Ford will read and sign books at 7 p.m. Oct. 3 at the Bookcase of Wayzata. Here’s how the new book begins:
William Eng woke to the sound of a snapping leather belt and the shrieking of rusty springs that supported the threadbare mattress of his army surplus bed. He kept his eyes closed as he listened to the bare feet of children, shuffling nervously on the cold wooden floor. He heard the popping and billowing of sheets being pulled back, like trade winds filling a canvas sail. And so he drifted, on the favoring currents of his imagination, as he always did, to someplace else — anywhere but the Sacred Heart Orphanage, where the sisters inspected the linens every morning and began whipping the bed wetters.
He would have sat up if he could, stood at attention at the foot of his bunk, like the others, but his hands were tied — literally — to the bed frame.
“I told you it would work,” Sister Briganti said to a pair of orderlies whose dark skin looked even darker against their starched white uniforms.
Sister Briganti’s theory was that bed-wetting was caused by boys illicitly touching themselves. So at bedtime she began tying the boys’ shoes to their wrists. When that failed, she tied their wrists to their beds.

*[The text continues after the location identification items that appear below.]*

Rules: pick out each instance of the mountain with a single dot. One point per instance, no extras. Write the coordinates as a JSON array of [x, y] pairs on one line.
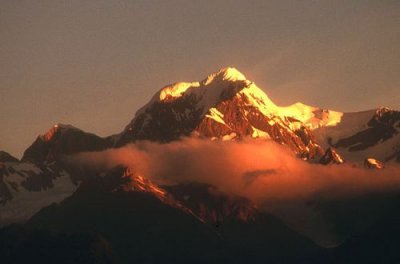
[[361, 135], [63, 140], [138, 225], [41, 177], [6, 157], [226, 106], [118, 215]]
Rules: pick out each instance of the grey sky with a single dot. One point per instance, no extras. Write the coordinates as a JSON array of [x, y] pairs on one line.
[[94, 63]]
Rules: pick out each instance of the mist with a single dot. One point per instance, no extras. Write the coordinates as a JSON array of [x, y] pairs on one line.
[[259, 170]]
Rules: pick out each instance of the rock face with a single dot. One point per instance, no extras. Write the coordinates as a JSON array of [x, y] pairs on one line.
[[225, 106], [372, 163], [6, 157], [384, 125], [140, 226], [331, 157], [359, 135], [63, 140]]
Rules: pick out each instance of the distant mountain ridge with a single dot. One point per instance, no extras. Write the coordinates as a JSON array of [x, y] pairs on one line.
[[224, 106]]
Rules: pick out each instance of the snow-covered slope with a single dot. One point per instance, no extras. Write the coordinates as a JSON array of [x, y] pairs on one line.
[[361, 135], [226, 106]]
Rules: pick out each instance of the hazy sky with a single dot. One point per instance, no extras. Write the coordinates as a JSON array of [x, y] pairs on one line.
[[94, 63]]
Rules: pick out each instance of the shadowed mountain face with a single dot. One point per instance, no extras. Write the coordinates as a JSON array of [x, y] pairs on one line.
[[62, 140], [118, 216], [6, 157], [139, 226], [384, 124]]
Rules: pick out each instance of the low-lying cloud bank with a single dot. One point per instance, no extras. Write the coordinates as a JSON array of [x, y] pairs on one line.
[[259, 170]]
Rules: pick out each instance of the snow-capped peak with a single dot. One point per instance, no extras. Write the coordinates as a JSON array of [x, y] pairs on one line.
[[176, 90], [225, 74], [49, 135]]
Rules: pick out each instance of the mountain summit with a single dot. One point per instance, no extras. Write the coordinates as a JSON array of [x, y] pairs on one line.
[[225, 105]]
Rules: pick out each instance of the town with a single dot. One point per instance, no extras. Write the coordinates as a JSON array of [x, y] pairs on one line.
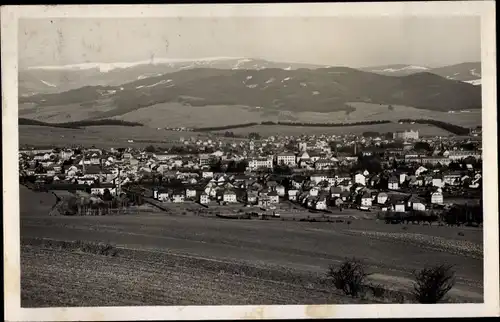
[[390, 175]]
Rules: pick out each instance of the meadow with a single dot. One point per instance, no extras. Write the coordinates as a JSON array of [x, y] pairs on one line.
[[179, 114], [183, 259], [99, 136], [268, 130]]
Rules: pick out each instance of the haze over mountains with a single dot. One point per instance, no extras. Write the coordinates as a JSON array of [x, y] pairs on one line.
[[465, 72], [94, 91]]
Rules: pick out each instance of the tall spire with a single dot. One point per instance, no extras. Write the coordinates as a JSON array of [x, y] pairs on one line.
[[83, 162]]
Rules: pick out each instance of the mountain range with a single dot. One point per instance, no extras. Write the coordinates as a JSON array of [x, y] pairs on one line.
[[97, 91], [465, 72], [55, 79]]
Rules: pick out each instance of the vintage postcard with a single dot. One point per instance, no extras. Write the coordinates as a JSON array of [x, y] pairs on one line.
[[253, 161]]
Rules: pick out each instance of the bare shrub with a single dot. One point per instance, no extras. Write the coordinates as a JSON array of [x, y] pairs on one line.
[[378, 290], [433, 283], [350, 277]]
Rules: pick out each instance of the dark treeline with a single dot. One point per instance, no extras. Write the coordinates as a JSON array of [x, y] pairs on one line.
[[226, 127], [455, 129], [327, 124], [78, 124], [235, 126]]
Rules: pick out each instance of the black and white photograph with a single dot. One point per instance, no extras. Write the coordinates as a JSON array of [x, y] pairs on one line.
[[167, 156]]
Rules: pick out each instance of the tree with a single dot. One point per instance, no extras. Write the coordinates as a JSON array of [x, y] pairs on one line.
[[254, 136], [282, 169], [422, 146], [433, 283], [350, 277], [106, 196], [150, 149]]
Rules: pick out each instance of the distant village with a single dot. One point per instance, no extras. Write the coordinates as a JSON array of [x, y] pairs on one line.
[[318, 172]]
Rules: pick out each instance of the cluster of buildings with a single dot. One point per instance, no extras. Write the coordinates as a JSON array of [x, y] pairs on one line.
[[323, 172]]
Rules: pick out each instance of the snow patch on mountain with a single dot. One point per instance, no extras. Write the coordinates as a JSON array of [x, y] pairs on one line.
[[106, 67], [47, 83], [475, 82], [393, 70], [160, 82], [474, 73]]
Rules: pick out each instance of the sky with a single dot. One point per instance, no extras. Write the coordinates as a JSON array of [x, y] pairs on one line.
[[335, 41]]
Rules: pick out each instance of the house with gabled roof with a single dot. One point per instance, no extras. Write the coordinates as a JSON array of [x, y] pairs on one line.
[[229, 196], [416, 203], [393, 183], [365, 199]]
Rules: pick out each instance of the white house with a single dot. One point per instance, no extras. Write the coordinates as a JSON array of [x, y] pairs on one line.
[[190, 193], [313, 191], [207, 174], [382, 198], [437, 197], [366, 200], [292, 194], [229, 196], [178, 198], [161, 195], [273, 197], [437, 182], [393, 183], [320, 204], [400, 207], [280, 189], [204, 199], [360, 178], [99, 189], [286, 159], [317, 178], [420, 170]]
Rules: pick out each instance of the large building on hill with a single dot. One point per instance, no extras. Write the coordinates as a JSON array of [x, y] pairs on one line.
[[406, 135]]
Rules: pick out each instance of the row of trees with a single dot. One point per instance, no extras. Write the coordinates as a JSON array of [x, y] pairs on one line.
[[326, 124], [457, 215], [455, 129], [231, 167], [431, 284], [78, 124]]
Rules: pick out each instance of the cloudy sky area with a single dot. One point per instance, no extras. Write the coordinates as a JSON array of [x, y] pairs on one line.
[[337, 41]]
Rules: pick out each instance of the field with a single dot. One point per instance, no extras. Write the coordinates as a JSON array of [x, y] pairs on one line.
[[184, 259], [266, 130], [178, 115], [100, 136]]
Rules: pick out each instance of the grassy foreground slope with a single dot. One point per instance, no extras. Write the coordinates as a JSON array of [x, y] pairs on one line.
[[179, 259]]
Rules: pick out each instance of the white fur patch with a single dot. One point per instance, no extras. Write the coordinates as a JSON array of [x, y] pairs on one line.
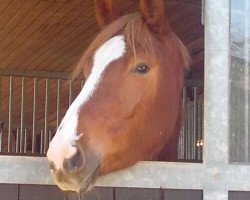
[[61, 145]]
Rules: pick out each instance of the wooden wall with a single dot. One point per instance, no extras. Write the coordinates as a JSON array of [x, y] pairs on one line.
[[38, 192]]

“It’s a miracle,” she said as she poked and prodded the dry sheets between William’s legs. He watched as she crossed herself, then paused, sniffing her fingers, as though seeking evidence her eyes and hands might not reveal. Amen, William thought when he realized his bedding was dry. He knew that, like an orphaned child, Sister Briganti had learned to expect the worst. And she was rarely, if ever, disappointed.